In terms of the purely methodological and instrumental equipment (principally, see Figure 4), the following procedure was followed: The color measurement was performed with a CM-600d Spectrophotometer (Konica Minolta, Osaka, Japan) in accordance with EN ISO 11664-4 [59] and EN ISO 11664-6 [60]. The roughness parameters were methodically determined in accordance with the ČSN EN ISO 4287 [61] and ČSN EN ISO 4288 [62] standards using a stationary Form Talysurf 50 profile measurement gauge (Taylor Hobson Ltd. Leicester, United Kingdom) and also using an Olympus LEXT OLS4100 laser scanning microscope (Olympus Europa SE & Co. KG, Hamburg, Germany). The wettability measurement was performed on a KRÜSS DSA30 drop shape analyzer (KRÜSS GmbH, Hamburg, Germany) in accordance with the above methodology. The hardness measurement was performed in accordance with EN 1534 [63] on a DuraVision-30 hardness tester (Struers GmbH, Willich, Germany). The veneer density was determined in accordance with ČSN 49 0108 [64], and was determined from the relevant point of view by comparing the values of the above monitored values (excluding the roughness) achieved on the birch (all the kinds of the thermal treatment) with the values of the reference beech wood veneers.

For the statistical evaluation, basic descriptive statistics and a subsequent ANOVA (analysis of variance) were used to evaluate the significance of the heat treatment factor. The same significance level α = 0.05 was used for the analyses (95% confidence interval in graphical visualization). All the analyses of the experimental data were performed in STATISTICA Version 13.4.0.14 (TIBCO Software Inc., Palo Alto, USA).

2.2. Marketing Analysis

The basis of the marketing analysis is a questionnaire survey on a random sample of 102 persons from the population of the Czech Republic. The color appearance of the selected real samples was determined and evaluated separately for the solid wood (one reference sample and five samples with different degrees in the thermal treatment) and separately for the veneer (one reference sample and four samples with different degrees of the thermal treatment)—see Figure 3. All the birch samples analyzed in the research published in Part I [1] were included in the selection of the solid wood samples. The veneer samples used included the selected birch veneer samples that showed a visually discernible color change in the veneer samples from a light color (reference sample) to the darkest color (birch treated at 200 °C/3 h). The attractiveness of the color appearance was determined in two basic variants. In the first variant, the attractiveness of the color samples was determined in principle in the case of the first furnishing of a new house/apartment with furniture (e.g., living room). In the second variant, it was the purchase of a piece of furniture (e.g., for a living room) for the existing equipment of the house/apartment. In both variants, the respondents were supposed to select one of the solid wood samples and one of the veneer samples. Another important piece of information was the level of attractiveness of each individual solid wood and veneer sample, which was evaluated according to the selected point scale (1 point—the least preferable; 5 points—the most preferable). In this case, the sensitivity of the attractiveness of the individual samples was determined. In addition, the gender, age, educational attainment and whether the respondent had a forestry or timber education, were surveyed for each respondent. The last optional question asked the respondents their opinion on the wood species from which the individual samples were made.

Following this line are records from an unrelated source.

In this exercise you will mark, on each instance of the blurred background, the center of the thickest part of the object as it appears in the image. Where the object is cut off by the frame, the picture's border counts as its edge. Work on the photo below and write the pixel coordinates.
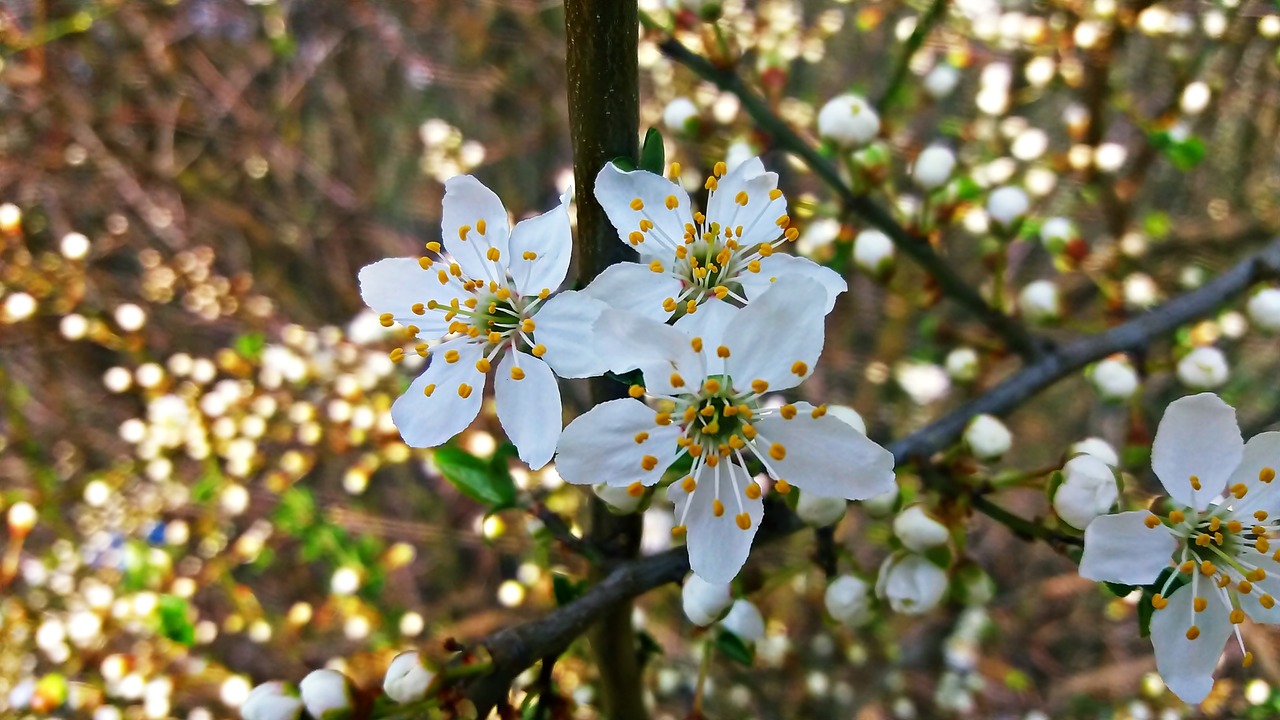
(201, 483)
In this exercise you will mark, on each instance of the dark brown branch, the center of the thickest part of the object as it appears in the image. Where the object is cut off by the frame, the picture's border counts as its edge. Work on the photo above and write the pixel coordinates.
(520, 647)
(951, 285)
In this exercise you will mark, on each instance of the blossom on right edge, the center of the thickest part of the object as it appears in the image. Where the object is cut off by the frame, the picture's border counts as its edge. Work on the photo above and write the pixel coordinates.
(1217, 541)
(705, 378)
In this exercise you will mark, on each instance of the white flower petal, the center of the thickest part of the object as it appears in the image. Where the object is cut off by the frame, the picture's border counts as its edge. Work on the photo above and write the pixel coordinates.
(826, 456)
(467, 203)
(781, 264)
(635, 288)
(717, 546)
(551, 242)
(778, 336)
(709, 324)
(1187, 666)
(429, 420)
(1121, 548)
(617, 192)
(1261, 452)
(662, 352)
(396, 285)
(759, 215)
(600, 446)
(529, 409)
(1197, 436)
(565, 326)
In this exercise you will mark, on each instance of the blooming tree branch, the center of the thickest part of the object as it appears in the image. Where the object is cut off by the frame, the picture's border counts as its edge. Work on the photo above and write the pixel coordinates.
(513, 650)
(1014, 335)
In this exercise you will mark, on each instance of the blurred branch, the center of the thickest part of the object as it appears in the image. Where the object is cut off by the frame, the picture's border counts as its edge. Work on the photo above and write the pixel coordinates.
(516, 648)
(1014, 335)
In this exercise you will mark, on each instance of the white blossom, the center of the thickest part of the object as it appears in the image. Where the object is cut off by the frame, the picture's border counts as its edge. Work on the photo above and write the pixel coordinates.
(490, 302)
(1203, 368)
(919, 531)
(987, 437)
(705, 378)
(848, 600)
(689, 258)
(1088, 490)
(848, 121)
(1216, 540)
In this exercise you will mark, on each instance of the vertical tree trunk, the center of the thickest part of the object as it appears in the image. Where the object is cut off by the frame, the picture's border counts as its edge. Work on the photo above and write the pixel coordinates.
(604, 109)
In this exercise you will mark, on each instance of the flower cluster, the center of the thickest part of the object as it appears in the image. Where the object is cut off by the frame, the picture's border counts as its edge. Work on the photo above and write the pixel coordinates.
(714, 317)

The formulated questions used in the questionnaire survey are given in Appendix A (see Figure A1). For the solid wood samples, the reference numerals I to VI were used, the reference sample was marked I. For the veneer samples, the letters A to E were used, the reference sample was marked A. Respondents chose preferences for individual samples based on color differences. Respondents had no information when choosing preferences about what caused the color differences of individual samples. They also did not have information on the tree species of individual samples. These facts were communicated to them during the interview after they submitted their questionnaires.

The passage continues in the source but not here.